Even the best intentions can still hurt (intent does not absolve from responsibility!), but if you are clear on your motives for including a certain relationship in the story, you can make sure that it is both necessary as well as intentional. For example, you may discover that you don’t need to write in a certain scene, thereby eliminating or reducing harm. If inclusion is necessary, being certain with your motive will strengthen your resolve when you do share your story.

Stay Focused

Share only what you need to share and what is absolutely essential to tell your story. Resist the urge to include a side story for the sake of including someone, if it doesn’t serve your focus. So, if the focus of your memoir is on your role as an ER nurse, be sure to examine all of the scenes that take place outside of the hospital. Are they all needed? Some will be, as they’ll speak to who you are as a person, but others may be distracting from the focus and can be cut.

Be Realistic

Our memories can trick us and are not always accurate.
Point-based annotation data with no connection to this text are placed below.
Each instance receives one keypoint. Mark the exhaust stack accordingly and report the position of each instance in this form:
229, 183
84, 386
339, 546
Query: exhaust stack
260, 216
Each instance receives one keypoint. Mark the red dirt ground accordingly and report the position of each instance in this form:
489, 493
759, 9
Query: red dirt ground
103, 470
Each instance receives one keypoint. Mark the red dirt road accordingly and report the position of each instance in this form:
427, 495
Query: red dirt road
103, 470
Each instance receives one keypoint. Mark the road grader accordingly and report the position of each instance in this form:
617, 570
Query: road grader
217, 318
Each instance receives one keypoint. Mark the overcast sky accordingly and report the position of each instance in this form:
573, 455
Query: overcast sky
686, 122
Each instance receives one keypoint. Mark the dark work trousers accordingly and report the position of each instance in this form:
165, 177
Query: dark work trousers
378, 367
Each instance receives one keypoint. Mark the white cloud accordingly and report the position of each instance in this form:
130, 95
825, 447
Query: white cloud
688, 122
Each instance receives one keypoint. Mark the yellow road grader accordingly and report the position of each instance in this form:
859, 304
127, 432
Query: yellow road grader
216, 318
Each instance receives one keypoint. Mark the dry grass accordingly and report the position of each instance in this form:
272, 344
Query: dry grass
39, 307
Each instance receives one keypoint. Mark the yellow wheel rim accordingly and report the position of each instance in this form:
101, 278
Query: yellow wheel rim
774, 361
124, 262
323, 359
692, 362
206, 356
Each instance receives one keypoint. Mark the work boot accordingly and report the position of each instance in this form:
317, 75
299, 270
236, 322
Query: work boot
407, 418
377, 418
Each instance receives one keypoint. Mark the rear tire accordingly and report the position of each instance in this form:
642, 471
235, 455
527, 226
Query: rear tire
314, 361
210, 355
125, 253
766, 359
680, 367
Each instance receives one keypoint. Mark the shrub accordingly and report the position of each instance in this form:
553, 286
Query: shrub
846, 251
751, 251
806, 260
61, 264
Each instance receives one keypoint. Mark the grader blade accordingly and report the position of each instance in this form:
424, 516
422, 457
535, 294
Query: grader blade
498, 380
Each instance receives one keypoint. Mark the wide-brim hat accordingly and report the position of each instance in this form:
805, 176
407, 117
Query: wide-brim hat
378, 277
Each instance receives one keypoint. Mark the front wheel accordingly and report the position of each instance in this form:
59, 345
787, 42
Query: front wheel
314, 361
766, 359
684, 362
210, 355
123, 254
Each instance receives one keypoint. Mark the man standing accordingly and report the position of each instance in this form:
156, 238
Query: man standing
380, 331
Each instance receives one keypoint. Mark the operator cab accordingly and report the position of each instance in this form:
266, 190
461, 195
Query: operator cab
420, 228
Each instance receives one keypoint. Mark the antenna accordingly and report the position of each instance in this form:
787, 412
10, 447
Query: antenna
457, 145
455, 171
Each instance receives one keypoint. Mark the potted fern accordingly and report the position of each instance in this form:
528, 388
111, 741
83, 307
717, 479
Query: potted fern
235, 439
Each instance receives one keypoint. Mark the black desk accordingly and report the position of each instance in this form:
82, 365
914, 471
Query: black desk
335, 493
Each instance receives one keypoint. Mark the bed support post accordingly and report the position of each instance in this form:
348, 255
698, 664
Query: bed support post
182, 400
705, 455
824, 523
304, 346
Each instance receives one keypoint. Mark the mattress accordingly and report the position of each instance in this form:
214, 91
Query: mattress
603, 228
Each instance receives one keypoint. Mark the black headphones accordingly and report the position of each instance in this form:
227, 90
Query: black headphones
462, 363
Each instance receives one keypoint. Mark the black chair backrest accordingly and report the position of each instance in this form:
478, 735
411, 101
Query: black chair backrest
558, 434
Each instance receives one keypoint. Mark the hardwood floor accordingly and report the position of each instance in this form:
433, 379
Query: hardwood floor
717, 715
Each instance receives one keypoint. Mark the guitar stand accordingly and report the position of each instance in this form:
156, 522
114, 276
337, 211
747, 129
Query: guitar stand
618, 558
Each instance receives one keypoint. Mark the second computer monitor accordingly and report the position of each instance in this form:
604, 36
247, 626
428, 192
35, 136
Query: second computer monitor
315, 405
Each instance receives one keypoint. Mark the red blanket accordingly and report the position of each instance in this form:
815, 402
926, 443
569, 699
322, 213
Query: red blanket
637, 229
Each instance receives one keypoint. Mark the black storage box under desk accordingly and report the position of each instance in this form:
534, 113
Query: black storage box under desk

Look back at the context of the relationship and be sure to provide it to your readers. We all have said and done things that we aren’t proud of, but give your readers some credit—they will understand that context matters and someone’s reaction can be shaped by the situation, making them less likely to judge that person based on a small part of your story. Please note: This advice pertains to your neutral and positive relationships. If you are writing about a toxic relationship, you do not have to provide justification for your abuser’s actions.

Assess the Risk

If you’re worried about how people will react to being included in your story (note to self: excellent topic for another blog post!), you can conduct a risk assessment. This is very important and it’s something that only you can do. Here’s how to do that:

  1. Create a table with the following columns: Person, Role in Life, Role in Story, Chapters, Reaction, Possible Outcomes
  2. For each person, you’ll identify both what role they play in your life (e.g., close friend, family member, distant cousin, neighbour, none) and what role they play in your story (e.g., first person to bully you, support person, enabler, abuser).
  3. Next, you’ll want to identify what chapters they appear in, so you can see how much of your memoir they are a part of.
  4. After that’s done, take a moment to anticipate how they’ll react to your memoir. Do you know? Reactions can include: supportive/encouraging, neutral, and unsupportive/negative. Remember that, at this stage, this is an assumption.
  5. Lastly, what are the outcomes of moving forward with your story, knowing the person’s reaction? Examples here can include: none, legal action, ending relationship.

Once you’ve done the risk assessment, highlight the people with anticipated negative reactions and evaluate the possible outcomes. Do they make up enough of your story (i.e., is their role pivotal to your memoir’s focus/message) to justify the risk? If so, you should consider having a conversation with that person, if it is safe to do so.

Your Story Involves Other People

Effectively representing the relevant relationships will make your story more relatable and provide important context. You don’t live in a bubble, and who you are is influenced by others. Taking the time to consider how they are represented in your story will add to your memoir’s authenticity.